I was so unbelievably anti-CIO, and I was SURE that LO would cry for hours on end. People would suggest letting him cry all the time, and I would get mad or defensive. I was 100% certain that if I let him cry, he would cry for hours. But LO wasn't sleeping well at ALL, and I didn't know what else to do. Some nights he would wake up every hour, all night long, and I thought I would lose my mind. I read "The No Cry Sleep Solution" with high hopes, but it honestly didn't help.

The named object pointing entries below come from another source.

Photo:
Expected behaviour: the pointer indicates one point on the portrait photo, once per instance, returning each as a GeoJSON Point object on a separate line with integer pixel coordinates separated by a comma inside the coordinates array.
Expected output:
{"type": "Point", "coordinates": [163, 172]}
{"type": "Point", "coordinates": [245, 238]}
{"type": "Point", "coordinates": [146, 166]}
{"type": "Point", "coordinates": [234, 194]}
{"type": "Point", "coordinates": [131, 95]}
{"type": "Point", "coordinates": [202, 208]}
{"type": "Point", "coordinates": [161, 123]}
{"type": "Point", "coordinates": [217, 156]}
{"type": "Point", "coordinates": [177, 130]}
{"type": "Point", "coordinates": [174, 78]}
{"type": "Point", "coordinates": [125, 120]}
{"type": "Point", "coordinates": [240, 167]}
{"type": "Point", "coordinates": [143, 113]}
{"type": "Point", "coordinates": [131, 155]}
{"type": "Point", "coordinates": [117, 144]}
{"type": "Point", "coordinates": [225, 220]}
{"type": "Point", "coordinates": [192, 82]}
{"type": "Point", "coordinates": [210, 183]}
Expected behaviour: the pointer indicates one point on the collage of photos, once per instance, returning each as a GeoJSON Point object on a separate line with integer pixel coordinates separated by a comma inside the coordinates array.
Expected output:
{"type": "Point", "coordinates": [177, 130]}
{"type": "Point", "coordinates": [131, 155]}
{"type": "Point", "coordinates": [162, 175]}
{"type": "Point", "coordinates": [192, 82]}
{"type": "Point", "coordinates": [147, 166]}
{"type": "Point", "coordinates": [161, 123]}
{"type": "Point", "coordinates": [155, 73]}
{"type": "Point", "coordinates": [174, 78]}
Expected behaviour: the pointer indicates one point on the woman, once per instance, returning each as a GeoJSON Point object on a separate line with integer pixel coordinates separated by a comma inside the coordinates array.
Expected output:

It wasn't until a month and a half ago, at 4:30am, after he had woken up four times, that I finally was desperate enough to try it. I had nursed him, rocked him, burped him, and put him down asleep, but as soon as his head would touch the bed, he would wake up and cry. Literally the second I'd start to pick him back up, he'd stop crying and go right back to sleep. So I was leaning halfway into his crib, making a loud "shushing" noise, patting his back with one hand and kind of cradling him with my other arm, and I suddenly realized that I really, really wasn't helping my son learn to sleep. I left his room, and he cried for 23 minutes (longest 23 minutes ever!), but then he slept for the rest of the night. The longest he ever cried was 30 minutes on the second night (I caved in and rocked him to sleep after 30 minutes, so I don't know how long he would've cried that time), but the next night he cried for 10 minutes, and the night after that, it was only four. I still put him to bed asleep, but if he would wake up during the night, I wouldn't go in.
It's a month and a half since the first night I let him cry, and now he is consistently sleeping 12-13 hours without crying or needing me. Like PP said, he still semi-wakes up/moves around at night, but he can just go back to sleep by himself now. The only reason I know he wakes up is because we have a video monitor and I sometimes see him do it. He'll sit up, move around a little, lay back down, and be sound asleep again without ever making a sound. I still nurse him to sleep for naps and bedtime, but once he's down, he doesn't need me to come back in. It's glorious.
I liked the book "Healthy Sleep Habits, Happy Child" (although admittedly I haven't read it all, since it's long, and I'm just enjoying being able to sleep now.) You might want to check it out. He has a lot of good things to say about how babies sleep and how to help them do it better. I don't agree with/do everything he says, but there are some helpful insights.